Ce jour là, comme tous les autres jours, la trompette retentit. Et personne n'atteignit la clé.

― Nous sommes prisonniers à jamais, soupira la femme nue dont le nom était Ouniherabetsy.

Il faut dire que le piège était vicieux, pensa Fergus. Je n'ai que deux bras et il en faudrait beaucoup plus pour réussir à polir tous ces maillons qui apparaissent comme autant de promesses vénéneuses. Plus de bras. Il faudrait être une araignée. Mais oui! Une araignée!

― Je sais, s'écria-t-il. Je sais comment faire. Trois d'entre nous devront aider le quatrième à nettoyer ses chaînons. Avec huit bras il est certain que nous parviendrons à atteindre la clé. Déjà Sancho et toi avez presque réussi seuls. Avec huit bras sur une même chaîne, l'un d'entre nous montera vers la clé pour délivrer les autres. Regardez! Nos serrures sont identiques.

― Mais ça signifie que trois d'entre nous perdront des maillons, parce que le temps passé sur une chaîne est perdu pour l'autre, fit remarquer Sancho.

― C'est vrai.
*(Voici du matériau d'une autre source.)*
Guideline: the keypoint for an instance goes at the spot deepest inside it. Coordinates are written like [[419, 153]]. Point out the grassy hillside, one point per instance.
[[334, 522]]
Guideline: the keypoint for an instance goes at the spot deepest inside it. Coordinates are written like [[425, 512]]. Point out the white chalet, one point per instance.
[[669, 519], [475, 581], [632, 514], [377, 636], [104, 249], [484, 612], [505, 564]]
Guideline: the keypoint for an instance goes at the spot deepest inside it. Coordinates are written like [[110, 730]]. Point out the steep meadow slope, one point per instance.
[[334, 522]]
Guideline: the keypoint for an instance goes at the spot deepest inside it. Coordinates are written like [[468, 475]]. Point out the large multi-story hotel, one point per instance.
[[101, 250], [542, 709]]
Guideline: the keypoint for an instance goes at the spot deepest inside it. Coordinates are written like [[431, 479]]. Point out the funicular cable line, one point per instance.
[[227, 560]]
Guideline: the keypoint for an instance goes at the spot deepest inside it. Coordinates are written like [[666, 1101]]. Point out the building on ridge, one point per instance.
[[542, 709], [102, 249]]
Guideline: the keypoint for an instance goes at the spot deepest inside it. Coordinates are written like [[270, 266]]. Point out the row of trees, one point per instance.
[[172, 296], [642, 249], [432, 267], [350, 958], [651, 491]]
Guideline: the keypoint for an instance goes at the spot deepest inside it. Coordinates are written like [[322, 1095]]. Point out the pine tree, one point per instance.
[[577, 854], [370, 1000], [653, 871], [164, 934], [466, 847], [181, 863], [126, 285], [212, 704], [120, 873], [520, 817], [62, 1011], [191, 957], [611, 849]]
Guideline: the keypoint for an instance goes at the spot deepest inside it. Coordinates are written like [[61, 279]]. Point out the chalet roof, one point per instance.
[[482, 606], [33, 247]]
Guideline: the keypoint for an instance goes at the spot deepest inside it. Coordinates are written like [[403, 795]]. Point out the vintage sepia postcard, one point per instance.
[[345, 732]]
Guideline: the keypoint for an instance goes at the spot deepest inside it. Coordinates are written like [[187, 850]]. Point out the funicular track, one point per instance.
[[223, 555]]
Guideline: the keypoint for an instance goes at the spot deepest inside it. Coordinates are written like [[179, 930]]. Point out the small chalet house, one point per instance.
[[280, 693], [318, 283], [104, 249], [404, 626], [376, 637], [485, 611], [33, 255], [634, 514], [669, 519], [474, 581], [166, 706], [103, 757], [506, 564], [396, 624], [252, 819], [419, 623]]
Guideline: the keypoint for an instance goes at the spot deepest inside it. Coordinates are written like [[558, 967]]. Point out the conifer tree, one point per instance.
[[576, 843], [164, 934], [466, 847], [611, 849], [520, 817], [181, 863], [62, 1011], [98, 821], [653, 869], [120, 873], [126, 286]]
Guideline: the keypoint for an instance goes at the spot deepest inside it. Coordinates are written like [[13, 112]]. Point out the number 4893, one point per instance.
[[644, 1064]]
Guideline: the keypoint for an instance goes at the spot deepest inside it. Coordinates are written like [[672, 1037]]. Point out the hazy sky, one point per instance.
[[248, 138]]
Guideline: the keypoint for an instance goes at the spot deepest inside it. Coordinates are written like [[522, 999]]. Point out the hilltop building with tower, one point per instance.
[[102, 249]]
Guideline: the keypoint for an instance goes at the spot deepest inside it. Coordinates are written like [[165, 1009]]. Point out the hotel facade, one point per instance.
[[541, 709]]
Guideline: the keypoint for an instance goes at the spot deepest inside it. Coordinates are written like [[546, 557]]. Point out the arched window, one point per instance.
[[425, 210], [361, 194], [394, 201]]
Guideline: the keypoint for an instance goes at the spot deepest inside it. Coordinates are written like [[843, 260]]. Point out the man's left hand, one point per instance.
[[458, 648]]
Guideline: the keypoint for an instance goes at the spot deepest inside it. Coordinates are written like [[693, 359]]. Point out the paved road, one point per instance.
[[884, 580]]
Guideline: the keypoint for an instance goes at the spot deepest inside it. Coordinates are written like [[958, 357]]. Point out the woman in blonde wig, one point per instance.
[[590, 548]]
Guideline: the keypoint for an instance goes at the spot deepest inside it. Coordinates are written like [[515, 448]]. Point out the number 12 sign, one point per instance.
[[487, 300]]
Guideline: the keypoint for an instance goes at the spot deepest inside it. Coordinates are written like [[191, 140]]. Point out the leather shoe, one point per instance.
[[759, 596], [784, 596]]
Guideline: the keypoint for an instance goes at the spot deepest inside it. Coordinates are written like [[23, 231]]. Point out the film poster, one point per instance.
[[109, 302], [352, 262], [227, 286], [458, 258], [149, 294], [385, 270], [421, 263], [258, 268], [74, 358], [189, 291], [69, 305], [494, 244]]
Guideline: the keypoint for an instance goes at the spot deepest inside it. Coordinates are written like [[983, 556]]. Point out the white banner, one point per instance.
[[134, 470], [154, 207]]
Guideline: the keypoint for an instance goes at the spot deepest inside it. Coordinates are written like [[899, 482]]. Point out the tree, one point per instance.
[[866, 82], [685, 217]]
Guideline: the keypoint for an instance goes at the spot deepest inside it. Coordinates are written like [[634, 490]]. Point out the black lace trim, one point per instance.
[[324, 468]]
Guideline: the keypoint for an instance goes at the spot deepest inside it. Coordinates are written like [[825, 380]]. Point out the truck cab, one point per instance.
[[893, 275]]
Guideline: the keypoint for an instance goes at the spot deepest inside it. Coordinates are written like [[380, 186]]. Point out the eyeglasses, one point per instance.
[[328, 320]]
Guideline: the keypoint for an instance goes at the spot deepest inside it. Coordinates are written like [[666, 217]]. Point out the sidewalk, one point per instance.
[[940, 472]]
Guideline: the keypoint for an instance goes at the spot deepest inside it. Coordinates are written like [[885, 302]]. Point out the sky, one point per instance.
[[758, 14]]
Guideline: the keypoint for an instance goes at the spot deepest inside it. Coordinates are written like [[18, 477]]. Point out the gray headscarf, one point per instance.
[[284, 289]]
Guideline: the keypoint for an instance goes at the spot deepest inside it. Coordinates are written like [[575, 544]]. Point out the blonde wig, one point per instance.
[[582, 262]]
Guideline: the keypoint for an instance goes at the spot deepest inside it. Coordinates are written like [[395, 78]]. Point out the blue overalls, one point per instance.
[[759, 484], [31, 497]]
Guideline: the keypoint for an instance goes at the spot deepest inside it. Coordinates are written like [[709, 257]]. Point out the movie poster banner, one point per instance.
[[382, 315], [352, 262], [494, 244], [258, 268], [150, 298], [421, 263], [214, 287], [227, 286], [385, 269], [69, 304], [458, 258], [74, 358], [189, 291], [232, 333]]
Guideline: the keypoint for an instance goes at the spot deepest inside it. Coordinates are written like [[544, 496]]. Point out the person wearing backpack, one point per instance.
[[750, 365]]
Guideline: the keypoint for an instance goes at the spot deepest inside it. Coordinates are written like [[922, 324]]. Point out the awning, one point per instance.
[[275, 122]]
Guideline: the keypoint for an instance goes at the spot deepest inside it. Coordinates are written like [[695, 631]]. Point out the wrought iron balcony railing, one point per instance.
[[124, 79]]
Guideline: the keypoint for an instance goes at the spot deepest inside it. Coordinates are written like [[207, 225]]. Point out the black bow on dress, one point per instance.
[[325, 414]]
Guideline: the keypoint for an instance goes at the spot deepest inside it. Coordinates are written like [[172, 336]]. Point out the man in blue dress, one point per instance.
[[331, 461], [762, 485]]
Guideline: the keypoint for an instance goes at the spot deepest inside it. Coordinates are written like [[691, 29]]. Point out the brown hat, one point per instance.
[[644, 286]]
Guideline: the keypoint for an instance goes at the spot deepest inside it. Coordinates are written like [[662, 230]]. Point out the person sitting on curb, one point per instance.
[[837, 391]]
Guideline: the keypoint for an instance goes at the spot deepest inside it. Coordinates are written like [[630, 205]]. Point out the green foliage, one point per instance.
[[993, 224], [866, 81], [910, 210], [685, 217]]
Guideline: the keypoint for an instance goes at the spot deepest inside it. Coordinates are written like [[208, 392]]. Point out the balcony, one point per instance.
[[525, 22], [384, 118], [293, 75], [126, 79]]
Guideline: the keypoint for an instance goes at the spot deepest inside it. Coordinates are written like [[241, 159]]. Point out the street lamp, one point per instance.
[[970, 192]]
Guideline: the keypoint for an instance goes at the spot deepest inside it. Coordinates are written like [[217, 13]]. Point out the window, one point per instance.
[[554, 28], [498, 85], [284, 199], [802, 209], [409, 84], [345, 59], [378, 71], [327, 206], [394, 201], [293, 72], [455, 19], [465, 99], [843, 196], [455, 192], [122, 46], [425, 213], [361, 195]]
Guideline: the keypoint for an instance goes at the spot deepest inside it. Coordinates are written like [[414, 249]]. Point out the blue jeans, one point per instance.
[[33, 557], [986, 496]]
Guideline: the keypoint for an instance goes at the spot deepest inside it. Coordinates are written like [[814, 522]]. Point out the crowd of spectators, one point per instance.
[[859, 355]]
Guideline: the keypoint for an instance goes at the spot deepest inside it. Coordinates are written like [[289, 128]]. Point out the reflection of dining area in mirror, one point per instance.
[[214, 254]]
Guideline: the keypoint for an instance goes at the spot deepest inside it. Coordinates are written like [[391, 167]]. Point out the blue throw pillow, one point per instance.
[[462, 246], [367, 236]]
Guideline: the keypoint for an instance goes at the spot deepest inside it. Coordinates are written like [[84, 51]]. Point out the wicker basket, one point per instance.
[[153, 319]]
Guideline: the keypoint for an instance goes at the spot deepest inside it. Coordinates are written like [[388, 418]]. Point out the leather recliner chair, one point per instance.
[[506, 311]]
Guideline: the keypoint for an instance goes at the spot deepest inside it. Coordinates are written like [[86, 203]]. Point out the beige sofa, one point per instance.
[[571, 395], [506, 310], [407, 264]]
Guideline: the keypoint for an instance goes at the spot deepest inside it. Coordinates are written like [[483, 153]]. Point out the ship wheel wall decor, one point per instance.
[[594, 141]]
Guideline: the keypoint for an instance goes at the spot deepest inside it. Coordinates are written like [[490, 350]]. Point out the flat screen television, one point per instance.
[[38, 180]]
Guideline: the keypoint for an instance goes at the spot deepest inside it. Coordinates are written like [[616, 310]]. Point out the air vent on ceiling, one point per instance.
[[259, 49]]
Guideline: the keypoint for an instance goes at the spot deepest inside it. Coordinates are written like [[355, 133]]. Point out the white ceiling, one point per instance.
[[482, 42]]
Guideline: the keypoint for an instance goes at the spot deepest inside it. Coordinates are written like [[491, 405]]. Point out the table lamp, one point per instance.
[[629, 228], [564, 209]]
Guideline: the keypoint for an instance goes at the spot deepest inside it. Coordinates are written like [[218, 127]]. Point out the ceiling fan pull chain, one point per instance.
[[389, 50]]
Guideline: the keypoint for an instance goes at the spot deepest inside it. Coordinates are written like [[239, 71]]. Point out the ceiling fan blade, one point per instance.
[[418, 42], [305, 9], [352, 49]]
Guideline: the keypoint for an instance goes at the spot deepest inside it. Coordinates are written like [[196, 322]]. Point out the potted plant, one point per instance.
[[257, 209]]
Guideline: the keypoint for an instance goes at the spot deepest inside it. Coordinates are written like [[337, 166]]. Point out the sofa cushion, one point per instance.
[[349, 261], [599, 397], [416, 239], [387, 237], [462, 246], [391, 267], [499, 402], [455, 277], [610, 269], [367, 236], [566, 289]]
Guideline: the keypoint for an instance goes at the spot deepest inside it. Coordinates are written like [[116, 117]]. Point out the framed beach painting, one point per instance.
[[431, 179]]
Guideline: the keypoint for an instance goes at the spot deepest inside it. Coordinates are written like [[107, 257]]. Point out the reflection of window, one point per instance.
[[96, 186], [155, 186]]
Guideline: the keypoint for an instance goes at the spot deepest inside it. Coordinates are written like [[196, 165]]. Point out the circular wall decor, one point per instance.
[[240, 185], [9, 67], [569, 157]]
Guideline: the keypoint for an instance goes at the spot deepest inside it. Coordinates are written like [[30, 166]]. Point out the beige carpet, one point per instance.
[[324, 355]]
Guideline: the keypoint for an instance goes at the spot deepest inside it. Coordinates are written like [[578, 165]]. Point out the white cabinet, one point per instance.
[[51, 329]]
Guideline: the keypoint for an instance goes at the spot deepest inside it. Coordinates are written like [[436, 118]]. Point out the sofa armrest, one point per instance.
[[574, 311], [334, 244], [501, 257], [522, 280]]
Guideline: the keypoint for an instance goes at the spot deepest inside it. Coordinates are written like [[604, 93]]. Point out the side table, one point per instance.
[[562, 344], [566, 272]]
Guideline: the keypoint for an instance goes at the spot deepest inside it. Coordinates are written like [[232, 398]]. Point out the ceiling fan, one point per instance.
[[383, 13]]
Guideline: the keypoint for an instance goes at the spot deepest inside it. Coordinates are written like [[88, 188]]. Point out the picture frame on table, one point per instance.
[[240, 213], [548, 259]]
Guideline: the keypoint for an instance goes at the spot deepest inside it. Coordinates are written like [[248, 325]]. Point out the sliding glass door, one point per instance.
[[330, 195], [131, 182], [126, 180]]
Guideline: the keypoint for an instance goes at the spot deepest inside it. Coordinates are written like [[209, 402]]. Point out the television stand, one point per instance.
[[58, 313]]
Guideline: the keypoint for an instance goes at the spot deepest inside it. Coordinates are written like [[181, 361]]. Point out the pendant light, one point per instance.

Mais qu'importe puisqu'à la fin nous serons tous débarrassés de ces entraves?

Sancho et Ouniherabetsy tombèrent d'accord avec Fergus. Mais pas le barbu.

― Ça ne sert à rien, dit-il comme d'habitude.

Et bien soit! Six bras suffiraient amplement.

― C'est toi, Fergus, qui iras chercher la clé car tu as eu l'idée, dit Sancho.

― Je suis d'accord, dit Ouniherabetsy. C'est donc ta chaîne que nous allons allonger!

Il ne leur fallu pas plus d'un siècle pour ajouter suffisamment de maillons pour qu'enfin Fergus s'empare de la clé. Il avait juste flotté jusqu'à elle. Aussitôt il l'introduisit dans la serrure de sa cheville.

― Je viens vous délivrer! cria-t-il aux deux autres.

Il n'en eut pas le temps car il disparut. La chaîne retomba de tout son long au sol, et la clé revint se poser sur son petit coussin. Hors de portée.

Fergus, lui, se retrouva chez lui. Exactement là où il était avant d'être atteint par la flèche. Cette flèche qu'il voyait justement arriver sur lui, à l'endroit où son cœur allait cesser de battre.

Lorsqu'il ouvrit les yeux il sut où il était. Une chaîne était de nouveau attachée à sa cheville. Sancho et Ouniherabetsy n'étaient plus là, mais un vieil homme avec une cicatrice lui demanda s'il voulait bien l'aider, lui et ses deux camarades, à nettoyer la chaîne de l'un d'entre eux pour qu'il puisse monter prendre la clé et les délivrer.

― Ça ne sert à rien, soupira Fergus. Ça ne sert à rien.